Nicht zu verwechseln mit Armut ist die Situation des geistlich motivierten freiwilligen Verzichtes. Aber auch der freiwillige Verzicht bedeutet keinesfalls zwangsläufig die selbst erwählte existenzielle Mangelsituation. Selbst unter dem Vorzeichen des freiwilligen Verzichtes gilt Mangel immer noch als Mangel und ist als solcher keinesfalls ideal oder erstrebenswert. Als Jesus die Jünger „ohne Geldbeutel“ aussandte, hatten sie dennoch niemals Mangel (Lk 22, 35). Während seines Dienstes als Apostel kannte Paulus beides, Situationen von Überfluss, aber auch Mangel (Phil 4, 12).
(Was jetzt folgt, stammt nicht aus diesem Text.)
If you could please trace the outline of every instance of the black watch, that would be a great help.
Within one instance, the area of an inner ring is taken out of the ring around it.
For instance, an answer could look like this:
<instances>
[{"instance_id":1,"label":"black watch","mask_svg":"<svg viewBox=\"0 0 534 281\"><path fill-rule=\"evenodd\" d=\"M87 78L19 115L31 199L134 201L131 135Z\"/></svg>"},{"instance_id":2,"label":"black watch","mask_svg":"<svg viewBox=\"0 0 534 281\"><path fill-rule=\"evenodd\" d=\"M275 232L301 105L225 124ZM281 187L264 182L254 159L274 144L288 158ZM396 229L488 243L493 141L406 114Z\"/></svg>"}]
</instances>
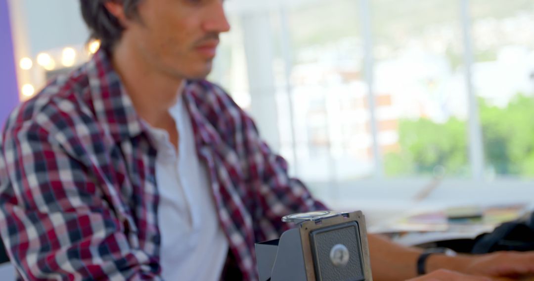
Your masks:
<instances>
[{"instance_id":1,"label":"black watch","mask_svg":"<svg viewBox=\"0 0 534 281\"><path fill-rule=\"evenodd\" d=\"M430 248L425 250L419 258L417 259L417 275L418 276L423 275L427 274L426 265L427 260L432 254L442 254L450 257L456 255L456 252L445 247Z\"/></svg>"}]
</instances>

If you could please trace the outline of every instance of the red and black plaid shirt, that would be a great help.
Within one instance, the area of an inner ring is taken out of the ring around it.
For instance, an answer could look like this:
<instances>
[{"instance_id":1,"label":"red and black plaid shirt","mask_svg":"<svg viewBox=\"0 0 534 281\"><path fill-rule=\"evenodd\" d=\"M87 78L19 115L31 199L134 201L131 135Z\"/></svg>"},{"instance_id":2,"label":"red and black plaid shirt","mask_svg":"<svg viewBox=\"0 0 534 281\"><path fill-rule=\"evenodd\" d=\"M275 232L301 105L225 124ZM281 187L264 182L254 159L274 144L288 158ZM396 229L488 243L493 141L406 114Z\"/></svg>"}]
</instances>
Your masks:
<instances>
[{"instance_id":1,"label":"red and black plaid shirt","mask_svg":"<svg viewBox=\"0 0 534 281\"><path fill-rule=\"evenodd\" d=\"M325 206L221 88L184 94L230 255L255 280L254 243ZM20 277L161 279L157 151L105 52L20 104L2 137L0 232Z\"/></svg>"}]
</instances>

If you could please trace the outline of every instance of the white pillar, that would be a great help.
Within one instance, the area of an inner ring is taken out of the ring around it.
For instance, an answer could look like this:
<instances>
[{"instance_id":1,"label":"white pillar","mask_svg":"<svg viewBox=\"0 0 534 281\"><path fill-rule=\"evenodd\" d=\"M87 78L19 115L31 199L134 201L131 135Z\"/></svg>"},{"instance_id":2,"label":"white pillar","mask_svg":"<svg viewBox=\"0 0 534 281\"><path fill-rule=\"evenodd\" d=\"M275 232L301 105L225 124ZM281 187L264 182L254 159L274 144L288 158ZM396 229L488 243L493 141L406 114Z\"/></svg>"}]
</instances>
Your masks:
<instances>
[{"instance_id":1,"label":"white pillar","mask_svg":"<svg viewBox=\"0 0 534 281\"><path fill-rule=\"evenodd\" d=\"M462 30L464 31L464 59L466 68L466 81L469 101L469 156L473 179L480 180L484 176L484 151L482 131L478 115L478 103L473 86L473 51L471 42L471 15L469 1L460 0Z\"/></svg>"},{"instance_id":2,"label":"white pillar","mask_svg":"<svg viewBox=\"0 0 534 281\"><path fill-rule=\"evenodd\" d=\"M249 11L242 16L241 24L251 98L250 113L256 121L263 138L274 151L278 151L280 138L269 13L266 11Z\"/></svg>"}]
</instances>

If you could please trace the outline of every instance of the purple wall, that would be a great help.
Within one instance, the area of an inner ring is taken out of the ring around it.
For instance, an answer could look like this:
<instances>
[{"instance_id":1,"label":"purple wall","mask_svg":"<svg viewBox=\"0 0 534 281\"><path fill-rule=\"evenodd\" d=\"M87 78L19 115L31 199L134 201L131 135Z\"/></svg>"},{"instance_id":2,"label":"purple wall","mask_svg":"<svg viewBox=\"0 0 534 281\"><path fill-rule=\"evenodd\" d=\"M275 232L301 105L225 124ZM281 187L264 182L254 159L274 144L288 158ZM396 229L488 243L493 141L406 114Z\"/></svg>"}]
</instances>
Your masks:
<instances>
[{"instance_id":1,"label":"purple wall","mask_svg":"<svg viewBox=\"0 0 534 281\"><path fill-rule=\"evenodd\" d=\"M7 0L0 0L0 128L19 103Z\"/></svg>"}]
</instances>

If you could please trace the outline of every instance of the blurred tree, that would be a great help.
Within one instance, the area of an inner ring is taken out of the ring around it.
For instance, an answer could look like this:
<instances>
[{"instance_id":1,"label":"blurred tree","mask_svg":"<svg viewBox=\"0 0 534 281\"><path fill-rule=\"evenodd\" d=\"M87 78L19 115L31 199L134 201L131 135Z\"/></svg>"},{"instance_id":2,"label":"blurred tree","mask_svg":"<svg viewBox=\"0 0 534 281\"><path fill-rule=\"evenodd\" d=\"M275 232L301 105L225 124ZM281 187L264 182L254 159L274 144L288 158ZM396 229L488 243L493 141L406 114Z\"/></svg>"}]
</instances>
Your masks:
<instances>
[{"instance_id":1,"label":"blurred tree","mask_svg":"<svg viewBox=\"0 0 534 281\"><path fill-rule=\"evenodd\" d=\"M505 108L480 101L484 160L501 175L534 176L534 98L518 94ZM449 176L468 175L467 125L450 119L402 120L400 150L385 156L388 176L431 174L444 169Z\"/></svg>"},{"instance_id":2,"label":"blurred tree","mask_svg":"<svg viewBox=\"0 0 534 281\"><path fill-rule=\"evenodd\" d=\"M506 108L481 102L486 165L499 175L534 176L534 98L517 95Z\"/></svg>"}]
</instances>

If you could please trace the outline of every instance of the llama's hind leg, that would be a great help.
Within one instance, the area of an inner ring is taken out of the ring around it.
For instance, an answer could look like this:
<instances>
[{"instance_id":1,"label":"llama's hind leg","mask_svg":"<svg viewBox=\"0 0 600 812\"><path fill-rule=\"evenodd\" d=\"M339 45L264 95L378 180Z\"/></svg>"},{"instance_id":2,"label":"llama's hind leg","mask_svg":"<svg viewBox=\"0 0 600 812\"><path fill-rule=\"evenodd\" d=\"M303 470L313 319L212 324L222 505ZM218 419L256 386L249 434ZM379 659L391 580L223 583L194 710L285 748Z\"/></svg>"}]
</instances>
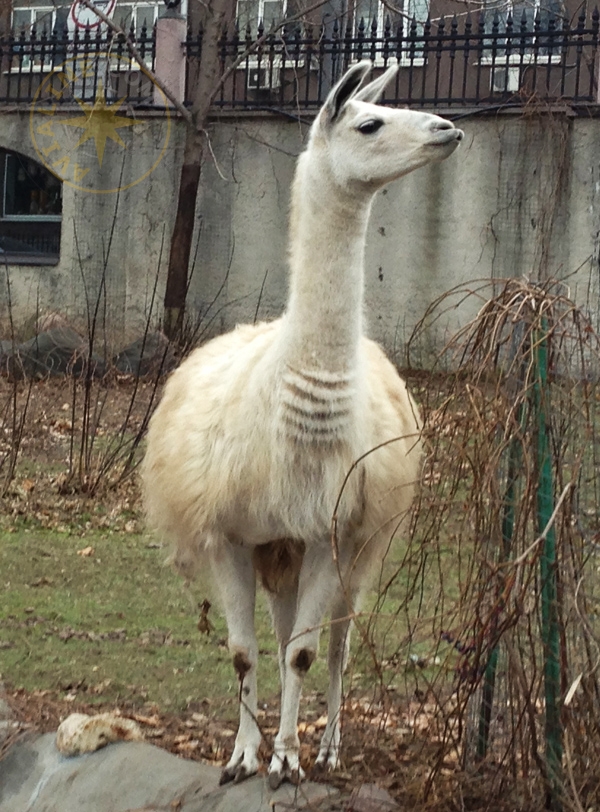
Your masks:
<instances>
[{"instance_id":1,"label":"llama's hind leg","mask_svg":"<svg viewBox=\"0 0 600 812\"><path fill-rule=\"evenodd\" d=\"M350 651L350 614L352 601L341 597L331 613L329 633L329 687L327 690L327 726L321 739L315 767L334 770L339 763L341 743L342 679Z\"/></svg>"},{"instance_id":2,"label":"llama's hind leg","mask_svg":"<svg viewBox=\"0 0 600 812\"><path fill-rule=\"evenodd\" d=\"M240 725L221 784L238 783L258 770L260 730L256 722L258 645L254 631L256 576L251 551L220 539L210 549L213 578L219 586L229 632L229 650L240 686Z\"/></svg>"}]
</instances>

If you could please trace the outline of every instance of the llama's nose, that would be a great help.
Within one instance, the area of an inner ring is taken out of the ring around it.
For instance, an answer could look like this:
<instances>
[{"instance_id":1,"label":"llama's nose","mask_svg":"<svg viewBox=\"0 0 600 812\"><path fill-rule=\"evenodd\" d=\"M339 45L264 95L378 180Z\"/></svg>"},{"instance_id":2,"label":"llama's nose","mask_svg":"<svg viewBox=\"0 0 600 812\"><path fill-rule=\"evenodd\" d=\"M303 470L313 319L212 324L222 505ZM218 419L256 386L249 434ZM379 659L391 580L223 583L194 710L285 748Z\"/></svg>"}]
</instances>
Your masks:
<instances>
[{"instance_id":1,"label":"llama's nose","mask_svg":"<svg viewBox=\"0 0 600 812\"><path fill-rule=\"evenodd\" d=\"M462 130L459 130L451 121L448 121L445 118L438 118L437 116L430 122L429 128L431 132L434 134L441 133L445 130L452 130L452 135L454 136L454 140L462 141L464 133Z\"/></svg>"}]
</instances>

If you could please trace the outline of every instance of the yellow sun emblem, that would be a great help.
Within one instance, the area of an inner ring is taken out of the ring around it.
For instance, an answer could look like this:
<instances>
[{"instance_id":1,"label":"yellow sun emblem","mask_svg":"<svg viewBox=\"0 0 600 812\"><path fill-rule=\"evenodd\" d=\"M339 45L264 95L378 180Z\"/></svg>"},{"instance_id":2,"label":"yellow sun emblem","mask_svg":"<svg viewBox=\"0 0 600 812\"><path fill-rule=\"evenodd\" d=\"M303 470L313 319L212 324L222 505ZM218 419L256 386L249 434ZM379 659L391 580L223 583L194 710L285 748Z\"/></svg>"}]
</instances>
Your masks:
<instances>
[{"instance_id":1,"label":"yellow sun emblem","mask_svg":"<svg viewBox=\"0 0 600 812\"><path fill-rule=\"evenodd\" d=\"M104 150L108 139L114 141L123 149L127 149L127 144L123 141L117 130L121 127L133 127L138 122L136 119L126 118L125 116L118 116L117 112L125 97L119 99L114 104L106 103L106 93L104 92L104 85L102 80L98 81L98 89L96 91L96 100L94 104L88 104L81 99L76 99L77 104L83 110L83 117L77 116L76 118L67 118L62 120L62 124L67 127L79 127L83 130L81 138L75 144L75 149L85 144L90 138L94 139L96 145L96 155L98 156L98 163L102 166L104 159Z\"/></svg>"},{"instance_id":2,"label":"yellow sun emblem","mask_svg":"<svg viewBox=\"0 0 600 812\"><path fill-rule=\"evenodd\" d=\"M109 82L134 88L132 98L122 91L111 97ZM130 105L140 108L135 116L124 115ZM29 131L40 162L63 183L82 192L112 194L140 183L162 161L171 114L144 65L98 53L69 58L44 75L31 105Z\"/></svg>"}]
</instances>

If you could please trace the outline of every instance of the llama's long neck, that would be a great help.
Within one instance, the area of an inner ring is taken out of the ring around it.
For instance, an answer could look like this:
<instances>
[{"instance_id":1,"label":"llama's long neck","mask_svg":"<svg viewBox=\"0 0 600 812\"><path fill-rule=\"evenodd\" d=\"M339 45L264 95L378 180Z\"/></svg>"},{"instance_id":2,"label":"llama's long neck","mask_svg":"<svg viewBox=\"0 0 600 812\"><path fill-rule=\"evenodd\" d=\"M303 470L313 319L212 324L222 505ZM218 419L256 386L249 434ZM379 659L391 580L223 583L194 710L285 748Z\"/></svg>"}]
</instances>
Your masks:
<instances>
[{"instance_id":1,"label":"llama's long neck","mask_svg":"<svg viewBox=\"0 0 600 812\"><path fill-rule=\"evenodd\" d=\"M305 153L292 190L290 296L279 336L279 416L311 445L348 439L360 397L364 247L371 196L336 187Z\"/></svg>"},{"instance_id":2,"label":"llama's long neck","mask_svg":"<svg viewBox=\"0 0 600 812\"><path fill-rule=\"evenodd\" d=\"M350 194L308 153L290 219L290 296L282 347L294 366L352 372L362 335L364 248L371 195Z\"/></svg>"}]
</instances>

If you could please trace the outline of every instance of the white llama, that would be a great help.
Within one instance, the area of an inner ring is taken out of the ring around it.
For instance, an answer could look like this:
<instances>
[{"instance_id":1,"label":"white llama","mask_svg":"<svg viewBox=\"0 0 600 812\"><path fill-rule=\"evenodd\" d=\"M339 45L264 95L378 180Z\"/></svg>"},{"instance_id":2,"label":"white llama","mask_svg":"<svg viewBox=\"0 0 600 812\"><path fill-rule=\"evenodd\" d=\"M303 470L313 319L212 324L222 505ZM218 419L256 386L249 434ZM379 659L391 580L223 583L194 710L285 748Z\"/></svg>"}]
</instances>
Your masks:
<instances>
[{"instance_id":1,"label":"white llama","mask_svg":"<svg viewBox=\"0 0 600 812\"><path fill-rule=\"evenodd\" d=\"M438 116L377 105L396 68L363 87L370 69L355 65L333 88L298 160L285 314L193 352L150 425L143 476L151 523L175 542L183 573L210 567L240 680L240 725L222 783L259 766L257 576L281 674L269 783L303 776L300 692L328 611L328 722L317 764L337 764L349 615L419 475L416 408L363 335L365 233L377 190L448 157L463 134Z\"/></svg>"}]
</instances>

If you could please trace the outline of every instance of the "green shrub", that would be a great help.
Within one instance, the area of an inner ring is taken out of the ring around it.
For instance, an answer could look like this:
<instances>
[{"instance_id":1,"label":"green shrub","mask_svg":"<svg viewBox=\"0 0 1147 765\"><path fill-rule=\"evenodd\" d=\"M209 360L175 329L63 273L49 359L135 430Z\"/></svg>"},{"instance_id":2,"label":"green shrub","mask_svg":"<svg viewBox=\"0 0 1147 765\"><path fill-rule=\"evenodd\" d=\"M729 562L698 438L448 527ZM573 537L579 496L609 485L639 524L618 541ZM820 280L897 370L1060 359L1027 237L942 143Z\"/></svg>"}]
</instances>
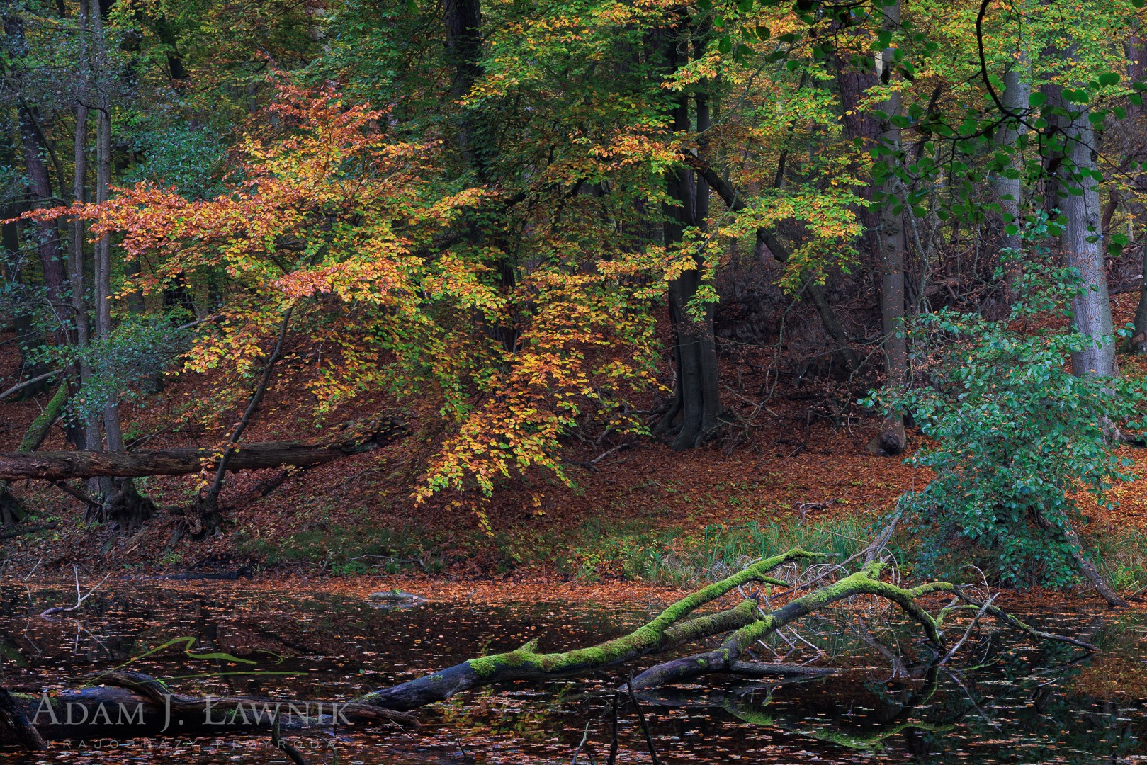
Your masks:
<instances>
[{"instance_id":1,"label":"green shrub","mask_svg":"<svg viewBox=\"0 0 1147 765\"><path fill-rule=\"evenodd\" d=\"M908 335L914 378L926 382L863 404L911 413L930 439L908 462L936 478L902 498L910 529L924 537L924 569L970 542L990 552L1004 583L1062 586L1076 578L1064 534L1079 520L1075 493L1110 507L1107 489L1130 479L1110 436L1137 427L1144 385L1071 374L1072 352L1114 338L1047 328L1048 317L1070 318L1084 286L1075 270L1041 265L1046 250L1025 258L1006 320L949 310L918 317Z\"/></svg>"}]
</instances>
Doch dieser Mangel des Paulus war kein selbst erwähltes Ideal, sondern wesentlich die unheilvolle Folge von Repression und Gefangenschaft. Er arbeitete als Zeltmacher und verdiente sich so seinen Lebensunterhalt. Als Paulus Mangel hatte, „… halfen die Brüder aus, die aus Mazedonien kamen“ (2Kor 11, 9). Der Jakobusbrief mahnt: „Wenn ein Bruder oder eine Schwester Mangel hätte an Kleidung und an der täglichen Nahrung und jemand unter euch spräche zu ihnen: Geht hin in Frieden, wärmt euch und sättigt euch!, ihr gäbet ihnen aber nicht, was der Leib nötig hat – was könnte ihnen das helfen?“ (Jak 2, 15-16). Armut und Mangelsituationen sind niemals erstrebenswerte Ideale. Im Gegenteil. Armen und Bedürftigen muss geholfen werden. Das gebietet das Gebot der Nächstenliebe.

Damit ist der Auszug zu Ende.